0
votes

I am writing an app utilizing CameraX to capture the camera feed, OpenCV to modify the frames and the OpenGL to render them on a GLSurfaceView.

My current approach was to render the original frames from CameraX, construct a pixel buffer, an OpenCV Mat, use glReadPixels to copy the pixel buffer (ByteBuffer) into the Mat, then process it, write the pixel buffer from Mat back to the pixel buffer and then render it onto the texture with glTexSubImage2D.

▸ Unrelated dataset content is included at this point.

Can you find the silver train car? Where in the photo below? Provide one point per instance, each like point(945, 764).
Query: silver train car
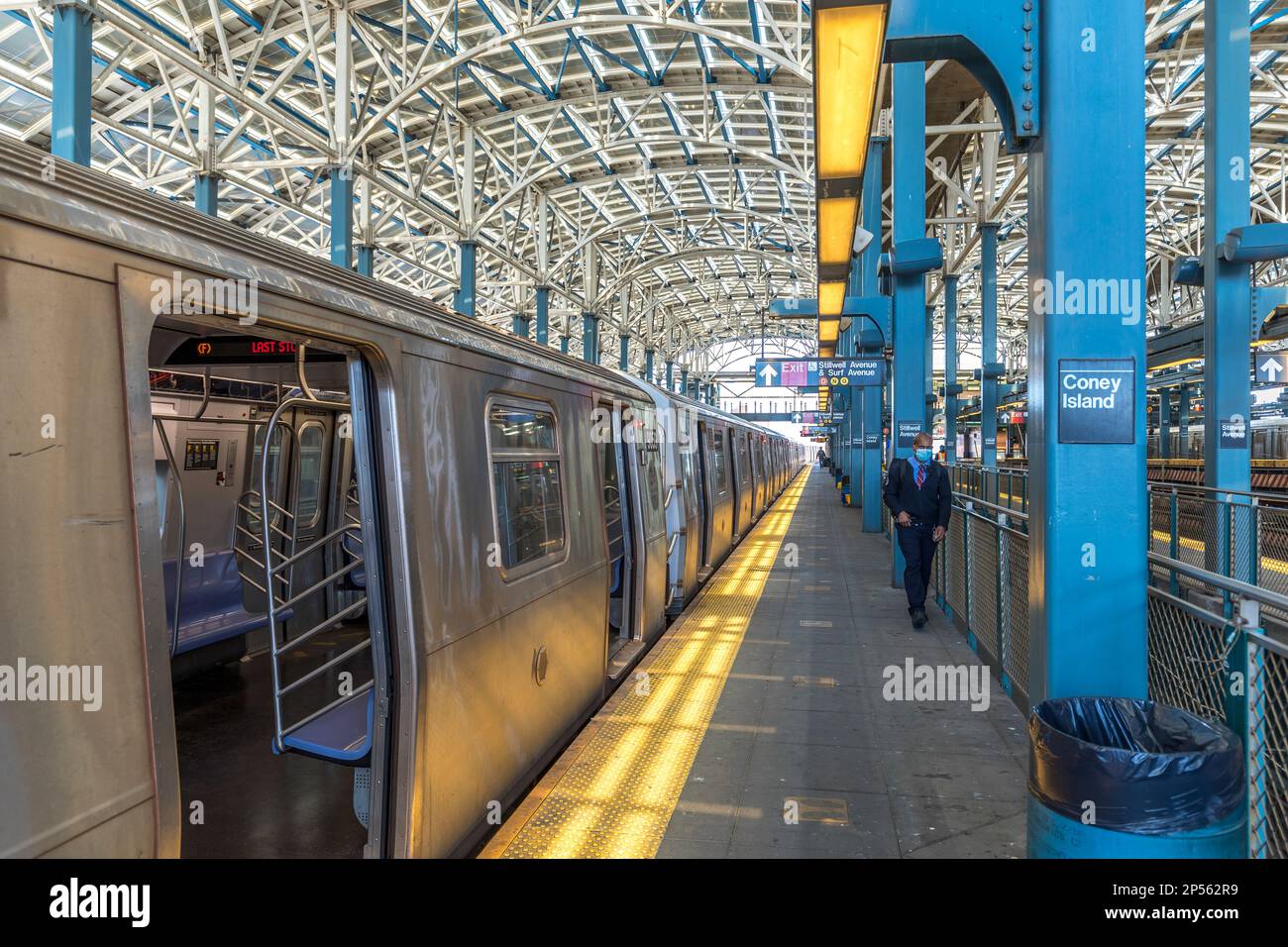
point(303, 565)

The problem is, CameraX enables me to access the frame data via GL_TEXTURE_EXTERNAL_OES, which - as per OpenGL's documentation - does not allow for glTexSubImage2D to modify the texture and my current approach, using the code below, does not work and continously throws W/OpenGLRenderer: [SurfaceTexture-1-25873-0] bindTextureImage: clearing GL error: 0x500, which is expected as says the documentation. Is there an alternative way to copy the buffer into GL_TEXTURE_EXTERNAL_OES after OpenCV processing? Another thing I can think of is to copy the texture into GL_TEXTURE_2D and then use glTexSubImage2D, although I have no idea how to do that. Maybe someone knows another approach that would allow me to achieve the goal?

My code:

public void onDrawFrame(GL10 gl) {
    GLES20.glClear( GLES20.GL_COLOR_BUFFER_BIT );

    if(this.resolutionSet) {
        surfaceTexture.updateTexImage();

        GLES20.glUseProgram(hProgram);

        int ph = GLES20.glGetAttribLocation(hProgram, "vPosition");
        int tch = GLES20.glGetAttribLocation(hProgram, "vTexCoord");
        int th = GLES20.glGetUniformLocation(hProgram, "sTexture");

        GLES20.glActiveTexture(GLES20.GL_TEXTURE0);
        GLES20.glBindTexture(GL_TEXTURE_EXTERNAL_OES, hTex[0]);
        GLES20.glUniform1i(th, 0);

        GLES20.glVertexAttribPointer(ph, 2, GLES20.GL_FLOAT, false, 4 * 2, pVertex);
        GLES20.glVertexAttribPointer(tch, 2, GLES20.GL_FLOAT, false, 4 * 2, pTexCoord);
        GLES20.glEnableVertexAttribArray(ph);
        GLES20.glEnableVertexAttribArray(tch);

        GLES20.glReadPixels(0, 0, this.img.cols(), this.img.rows(), GL_RGBA, GL_UNSIGNED_BYTE, this.imgBuff);

        img.put(0, 0, this.imgBuff.array());

        Log.d(LOG_TAG, img.toString());

        Imgproc.cvtColor(img, img, Imgproc.COLOR_RGBA2BGRA);
        Imgproc.cvtColor(img, img, Imgproc.COLOR_BGRA2GRAY);

        this.imgBuff.clear();
        img.get(0, 0, this.imgBuff.array());

        GLES20.glTexImage2D(GL_TEXTURE_EXTERNAL_OES, 0, GL_RGBA, img.width(), img.height(), 0, GL_RGBA, GL_UNSIGNED_BYTE, null);
        GLES20.glTexSubImage2D(GL_TEXTURE_EXTERNAL_OES, 0, 0, 0, img.width(), img.height(), GL_RGBA, GL_UNSIGNED_BYTE, this.imgBuff);
        GLES20.glDrawArrays(GLES20.GL_TRIANGLE_STRIP, 0, 4);
    }

    GLES20.glFlush();
}

and the code initializing texture:

    hTex = new int[1];
    GLES20.glGenTextures ( 1, hTex, 0 );
    GLES20.glBindTexture(GL_TEXTURE_EXTERNAL_OES, hTex[0]);
    GLES20.glTexParameteri(GL_TEXTURE_EXTERNAL_OES, GLES20.GL_TEXTURE_WRAP_S, GLES20.GL_CLAMP_TO_EDGE);
    GLES20.glTexParameteri(GL_TEXTURE_EXTERNAL_OES, GLES20.GL_TEXTURE_WRAP_T, GLES20.GL_CLAMP_TO_EDGE);
    GLES20.glTexParameteri(GL_TEXTURE_EXTERNAL_OES, GLES20.GL_TEXTURE_MIN_FILTER, GLES20.GL_NEAREST);
    GLES20.glTexParameteri(GL_TEXTURE_EXTERNAL_OES, GLES20.GL_TEXTURE_MAG_FILTER, GLES20.GL_NEAREST);
1

1 Answers

0
votes

Given you are replacing the entire image and uploading "normal" RGBA data from the application, why does this need to be a GL_TEXTURE_EXTERNAL_OES type at all? Just use a normal GL_TEXTURE_2D.